За год до окончания школы я узнал об этом от отца. Это было его собственное открытие — как и несколько других в подобном роде. Иногда я понимал их сразу, иногда лишь потом.

Специальностью отца была лингвистика. Он питал слабость к эффектным определениям — ёмким и убедительным как физические формулы. Ещё его привлекали ветвистые структуры языковых семейств, схемы грамматических систем и сравнительные таблицы со словами из разных языков. Слова были отцовским призванием, и иногда казалось, что со словами ему интересней, чем с людьми.

Благодаря словам у отца выработались аналитическое мышление и дотошность. В обыденности эти качества не всегда срабатывали как надо, а порой даже и мешали взаимопониманию.

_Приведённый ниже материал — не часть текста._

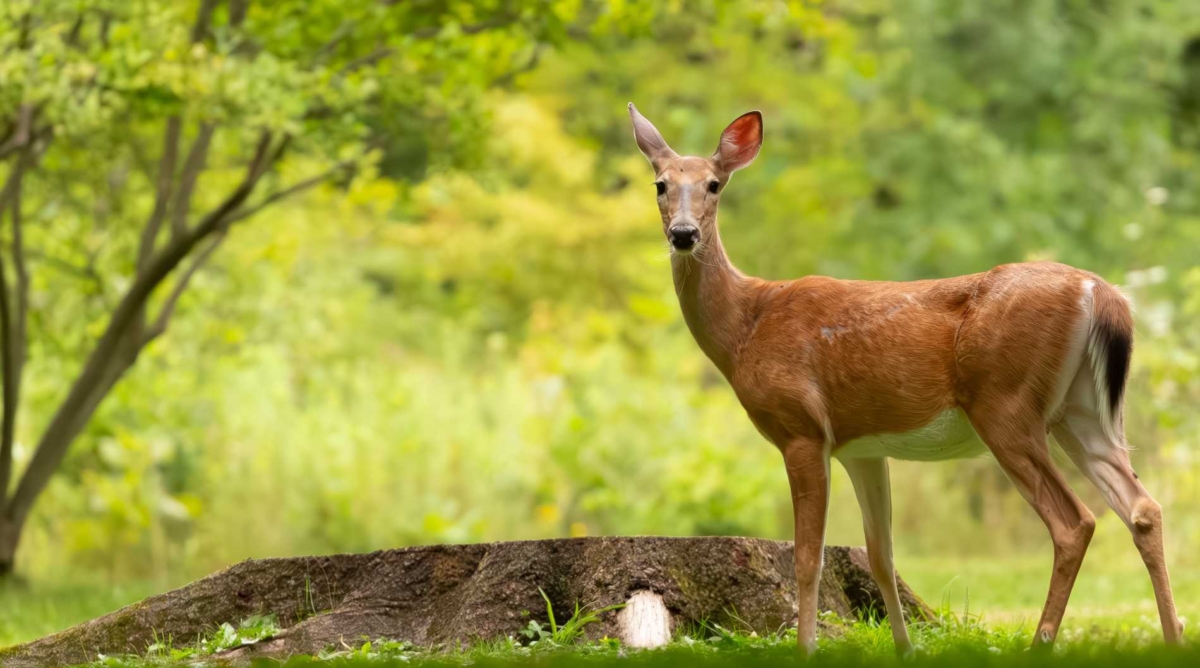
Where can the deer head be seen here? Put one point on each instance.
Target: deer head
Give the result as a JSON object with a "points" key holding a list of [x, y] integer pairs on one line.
{"points": [[689, 187]]}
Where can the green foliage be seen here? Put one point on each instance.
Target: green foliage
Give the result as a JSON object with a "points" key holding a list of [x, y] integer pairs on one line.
{"points": [[567, 633], [953, 642], [479, 339]]}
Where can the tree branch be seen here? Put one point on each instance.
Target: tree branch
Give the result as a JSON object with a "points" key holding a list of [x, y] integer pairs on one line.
{"points": [[203, 20], [22, 136], [163, 185], [113, 354], [192, 168], [300, 186], [12, 317], [168, 306]]}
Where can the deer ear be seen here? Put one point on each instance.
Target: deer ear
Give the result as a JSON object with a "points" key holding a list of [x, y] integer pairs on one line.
{"points": [[648, 138], [739, 142]]}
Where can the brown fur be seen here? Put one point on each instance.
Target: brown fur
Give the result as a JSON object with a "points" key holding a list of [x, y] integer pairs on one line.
{"points": [[819, 362]]}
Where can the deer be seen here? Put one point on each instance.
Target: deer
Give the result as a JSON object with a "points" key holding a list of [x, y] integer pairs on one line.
{"points": [[868, 371]]}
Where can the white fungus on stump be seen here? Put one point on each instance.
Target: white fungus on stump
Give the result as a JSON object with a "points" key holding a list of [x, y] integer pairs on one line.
{"points": [[453, 595]]}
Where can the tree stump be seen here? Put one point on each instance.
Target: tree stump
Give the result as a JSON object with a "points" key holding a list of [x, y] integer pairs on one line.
{"points": [[457, 594]]}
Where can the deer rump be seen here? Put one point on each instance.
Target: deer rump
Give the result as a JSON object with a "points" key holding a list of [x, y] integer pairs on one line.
{"points": [[885, 369]]}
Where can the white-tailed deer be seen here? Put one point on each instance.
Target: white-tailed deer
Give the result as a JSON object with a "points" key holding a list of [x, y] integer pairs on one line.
{"points": [[862, 371]]}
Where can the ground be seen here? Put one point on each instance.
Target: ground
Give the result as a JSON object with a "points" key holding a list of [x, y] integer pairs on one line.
{"points": [[989, 607]]}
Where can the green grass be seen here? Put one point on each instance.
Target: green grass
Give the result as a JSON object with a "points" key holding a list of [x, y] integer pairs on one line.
{"points": [[990, 607], [951, 642]]}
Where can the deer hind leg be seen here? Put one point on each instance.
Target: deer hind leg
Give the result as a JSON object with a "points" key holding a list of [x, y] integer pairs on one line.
{"points": [[808, 474], [1017, 438], [874, 492], [1105, 463]]}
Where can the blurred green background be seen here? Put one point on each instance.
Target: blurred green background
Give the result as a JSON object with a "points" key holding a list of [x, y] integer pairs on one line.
{"points": [[475, 337]]}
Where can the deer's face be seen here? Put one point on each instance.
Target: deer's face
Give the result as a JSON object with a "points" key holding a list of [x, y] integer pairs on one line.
{"points": [[689, 187]]}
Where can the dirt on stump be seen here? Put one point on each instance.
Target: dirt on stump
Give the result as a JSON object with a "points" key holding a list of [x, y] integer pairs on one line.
{"points": [[456, 594]]}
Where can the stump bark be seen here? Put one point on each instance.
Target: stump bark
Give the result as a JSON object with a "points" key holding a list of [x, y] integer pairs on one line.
{"points": [[448, 595]]}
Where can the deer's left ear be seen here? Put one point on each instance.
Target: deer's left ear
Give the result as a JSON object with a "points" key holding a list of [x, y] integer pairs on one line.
{"points": [[739, 142]]}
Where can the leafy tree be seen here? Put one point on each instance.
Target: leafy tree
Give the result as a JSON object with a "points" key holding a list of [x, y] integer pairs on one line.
{"points": [[136, 134]]}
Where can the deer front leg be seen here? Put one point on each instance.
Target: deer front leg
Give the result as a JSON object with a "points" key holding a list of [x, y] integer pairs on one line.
{"points": [[808, 473], [874, 491]]}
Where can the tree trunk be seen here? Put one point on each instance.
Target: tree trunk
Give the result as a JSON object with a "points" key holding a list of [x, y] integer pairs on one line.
{"points": [[10, 536], [448, 595]]}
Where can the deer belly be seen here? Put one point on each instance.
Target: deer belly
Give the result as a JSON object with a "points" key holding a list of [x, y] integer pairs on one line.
{"points": [[947, 437]]}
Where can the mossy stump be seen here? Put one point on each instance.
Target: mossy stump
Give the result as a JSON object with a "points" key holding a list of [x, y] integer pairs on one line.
{"points": [[448, 595]]}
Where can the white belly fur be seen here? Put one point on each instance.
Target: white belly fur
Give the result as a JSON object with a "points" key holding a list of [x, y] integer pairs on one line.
{"points": [[947, 437]]}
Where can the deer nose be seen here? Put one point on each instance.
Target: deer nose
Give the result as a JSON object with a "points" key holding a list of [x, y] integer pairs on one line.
{"points": [[683, 238]]}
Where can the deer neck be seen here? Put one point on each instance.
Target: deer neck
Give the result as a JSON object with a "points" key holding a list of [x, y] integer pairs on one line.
{"points": [[717, 301]]}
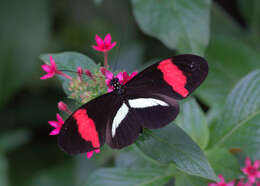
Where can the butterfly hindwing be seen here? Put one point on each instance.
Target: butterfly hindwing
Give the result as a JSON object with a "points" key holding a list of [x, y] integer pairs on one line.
{"points": [[85, 129], [153, 111], [137, 112], [176, 77]]}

— Да, коллега, я понял вашу позицию, — говорил отец однажды по телефону. — Единственное возражение: вы говорите, будто выражаете своё мнение, так? Ну вот, а я всё-таки настаиваю, что это не мнение, а позиция. Что?.. Как это «какая разница»? Это же ясно, коллега… Мнение — не что иное, как искренняя позиция, верно? Но позиция, хочу заметить, также бывает и неискренней. Когда человек сознательно говорит неправду — это тоже его позиция. Но вы ведь не станете утверждать, будто ложь может быть искренней? Искренним бывает заблуждение, а ложь — сами понимаете... Что? Просят освободить телефон? Что ж, всего доброго, коллега.

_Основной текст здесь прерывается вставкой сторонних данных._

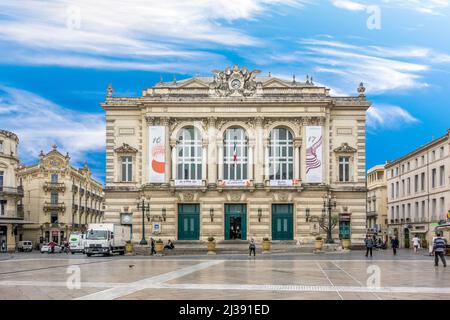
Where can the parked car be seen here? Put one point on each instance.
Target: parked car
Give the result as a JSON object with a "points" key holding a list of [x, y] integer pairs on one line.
{"points": [[47, 248], [23, 246]]}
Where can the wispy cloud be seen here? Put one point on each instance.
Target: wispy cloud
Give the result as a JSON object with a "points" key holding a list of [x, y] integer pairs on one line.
{"points": [[433, 7], [384, 116], [136, 34], [40, 123]]}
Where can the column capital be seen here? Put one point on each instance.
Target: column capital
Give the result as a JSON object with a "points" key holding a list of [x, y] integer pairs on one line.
{"points": [[165, 121]]}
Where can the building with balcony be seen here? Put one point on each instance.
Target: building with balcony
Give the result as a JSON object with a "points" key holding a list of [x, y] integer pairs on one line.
{"points": [[236, 156], [418, 190], [54, 193], [11, 193], [377, 219]]}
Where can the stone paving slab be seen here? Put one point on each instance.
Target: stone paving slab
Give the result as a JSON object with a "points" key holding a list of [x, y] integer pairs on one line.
{"points": [[236, 277]]}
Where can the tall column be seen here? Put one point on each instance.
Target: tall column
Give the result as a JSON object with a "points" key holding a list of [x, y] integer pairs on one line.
{"points": [[212, 152], [173, 173], [297, 161], [266, 160], [220, 159], [303, 151], [165, 122], [259, 152], [250, 160], [204, 158]]}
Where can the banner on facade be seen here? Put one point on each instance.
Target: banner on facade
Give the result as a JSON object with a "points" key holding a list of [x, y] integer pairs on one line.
{"points": [[235, 183], [314, 161], [157, 154], [188, 183]]}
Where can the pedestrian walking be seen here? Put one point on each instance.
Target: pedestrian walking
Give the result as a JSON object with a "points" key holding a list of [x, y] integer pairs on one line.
{"points": [[394, 244], [416, 243], [439, 246], [252, 248], [369, 245], [152, 246]]}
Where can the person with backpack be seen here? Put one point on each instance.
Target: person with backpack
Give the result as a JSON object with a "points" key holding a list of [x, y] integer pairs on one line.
{"points": [[252, 248], [369, 245], [394, 244], [439, 246], [152, 246]]}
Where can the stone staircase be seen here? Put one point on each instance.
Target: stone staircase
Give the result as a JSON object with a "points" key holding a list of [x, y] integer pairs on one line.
{"points": [[230, 247]]}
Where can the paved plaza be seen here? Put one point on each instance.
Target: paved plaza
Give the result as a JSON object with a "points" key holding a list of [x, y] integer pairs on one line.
{"points": [[337, 276]]}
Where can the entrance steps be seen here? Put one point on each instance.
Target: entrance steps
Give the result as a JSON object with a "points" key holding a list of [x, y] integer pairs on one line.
{"points": [[235, 247]]}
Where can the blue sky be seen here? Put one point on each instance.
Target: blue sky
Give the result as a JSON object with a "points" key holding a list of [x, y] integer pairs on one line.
{"points": [[58, 57]]}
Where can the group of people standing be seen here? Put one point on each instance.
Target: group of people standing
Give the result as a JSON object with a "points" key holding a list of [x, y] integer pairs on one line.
{"points": [[439, 246]]}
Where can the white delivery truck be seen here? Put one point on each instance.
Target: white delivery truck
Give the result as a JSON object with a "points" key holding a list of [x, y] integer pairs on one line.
{"points": [[106, 238]]}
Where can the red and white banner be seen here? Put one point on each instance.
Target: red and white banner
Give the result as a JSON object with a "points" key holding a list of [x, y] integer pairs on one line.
{"points": [[157, 154], [314, 145], [284, 183], [235, 183]]}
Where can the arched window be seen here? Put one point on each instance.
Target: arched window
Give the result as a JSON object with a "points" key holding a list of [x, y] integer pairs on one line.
{"points": [[281, 155], [235, 154], [189, 154]]}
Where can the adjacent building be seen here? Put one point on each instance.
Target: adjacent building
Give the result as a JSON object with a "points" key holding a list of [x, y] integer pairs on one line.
{"points": [[419, 191], [236, 156], [11, 193], [59, 198], [377, 219]]}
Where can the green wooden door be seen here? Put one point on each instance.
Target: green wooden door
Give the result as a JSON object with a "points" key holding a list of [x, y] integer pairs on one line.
{"points": [[282, 222], [235, 222], [188, 222]]}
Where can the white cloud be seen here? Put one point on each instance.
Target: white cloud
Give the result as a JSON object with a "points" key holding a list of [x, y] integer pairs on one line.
{"points": [[40, 123], [348, 5], [135, 34], [433, 7], [385, 116], [381, 69]]}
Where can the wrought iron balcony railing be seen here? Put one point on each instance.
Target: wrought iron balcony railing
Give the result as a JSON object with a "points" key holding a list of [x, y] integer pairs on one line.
{"points": [[54, 186], [13, 191], [49, 206]]}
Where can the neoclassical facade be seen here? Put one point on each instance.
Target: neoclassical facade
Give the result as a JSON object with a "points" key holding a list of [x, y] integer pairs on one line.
{"points": [[418, 191], [236, 156], [11, 193], [377, 219], [59, 198]]}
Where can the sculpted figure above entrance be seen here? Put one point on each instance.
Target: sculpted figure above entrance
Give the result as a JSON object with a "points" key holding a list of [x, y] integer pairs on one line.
{"points": [[235, 82]]}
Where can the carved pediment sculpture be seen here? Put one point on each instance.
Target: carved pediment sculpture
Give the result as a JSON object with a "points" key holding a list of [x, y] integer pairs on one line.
{"points": [[234, 82], [345, 148], [125, 148]]}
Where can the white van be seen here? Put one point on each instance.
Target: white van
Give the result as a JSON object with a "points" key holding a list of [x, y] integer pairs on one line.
{"points": [[76, 242], [23, 246]]}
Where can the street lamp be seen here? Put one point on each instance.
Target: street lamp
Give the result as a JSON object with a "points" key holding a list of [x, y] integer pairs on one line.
{"points": [[145, 207], [329, 203]]}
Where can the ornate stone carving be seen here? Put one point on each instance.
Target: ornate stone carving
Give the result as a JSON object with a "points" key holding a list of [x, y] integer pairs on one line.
{"points": [[234, 82], [235, 196], [345, 148], [188, 196], [283, 196]]}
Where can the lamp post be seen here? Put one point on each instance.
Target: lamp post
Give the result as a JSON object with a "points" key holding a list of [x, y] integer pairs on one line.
{"points": [[329, 203], [145, 207]]}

Потом отец поделился с матерью:

— Представляешь, Лариса, я практически прямым текстом сказал человеку, что он лжёт, а он меня, кажется, так и не понял!

Мама ответила — если бы с ней изъяснялись столь прямо и ясно, она тоже ничего бы не поняла.

— Я же не занимаюсь перевоспитанием, — объяснил отец. — Нравится человеку лгать — на здоровье… Но когда он ещё утверждает, что таково его мнение, это уже какая-то двойная ложь, и по сути, и по форме, не находишь?

— А-а, — отозвалась она, — тогда другое дело...

От отца я узнал, что слова можно дарить — почти как предметы. Когда мне стукнуло семь, у нас завёлся обычай: каждый день рождения помимо общепринятых подношений я получал в подарок телеграмму на поздравительном бланке — вместо поздравительных фраз она содержала новые, пока ещё неизвестные мне слова. Их число соответствовало достигнутому возрасту, а потом отец объяснял их смысл.

— Разве не здорово, старик? — объяснил он на первый раз, видя моё недоумение. — Игрушки сломаются, из одежды ты вырастешь, а эти слова будут служить тебе много лет — всю жизнь!

Объяснение меня не убедило — оно было слишком взрослым. Восхищение надёжностью вещей длительного пользования мне ещё было неведомо, к тому же это были и не вещи — их нельзя было потрогать руками. А главное, новые слова можно заполучить в любой из дней, — они бесплатные.

Но я видел, что отец очень доволен своей придумкой, и ему хочется, чтобы она мне понравилась.

— Это игра такая? — на всякий случай уточнил я.

— Точно! — обрадовался отец. — Вот видишь, ты всё прекрасно понял!

После этого всё встало на свои места: это игра, мы так играем. Со временем я даже вошёл во вкус и, получая очередную порцию слов, одобрительно кивал или скептически морщился.

— Вот как? — не соглашался отец. — Тебе не нравится слово «навсклянь»? Зря, старик, зря! Замечательное слово — ты только послушай, как оно звучит: навс-клянь! Как звон колокольчика! И знаешь, что оно означает?..

Среди подаренных слов оказывались и такие, которые я уже слышал, но значения не знал или знал неправильно. В подарок они засчитывались, но их отец подчёркивал красным карандашом. Так пошло уже с первой телеграммы. К примеру, мне казалось, что атом — это то, из чего делается атомная бомба или атомная энергия. Но выяснилось, что «это, пожалуй, и так», но «не совсем так» и «в каком-то смысле ровно противоположное».

— Если говорить о вишнёвом варенье, то всё верно: оно делается из вишен, — согласился отец. — Но ведь не скажешь, что птичий полёт делается из птиц?..

Далее последовало объяснение, что слово «атом» означает — неделимый, потому что когда-то люди считали, что мельче атома ничего нет, поэтому их и невозможно поделить. А на самом деле атом очень даже делимый, и атомная энергия извлекается как раз с помощью такого деления. Отсюда же следовало, что слово «том», которым называют книги из собраний или серий, наоборот означает «доля» или «часть».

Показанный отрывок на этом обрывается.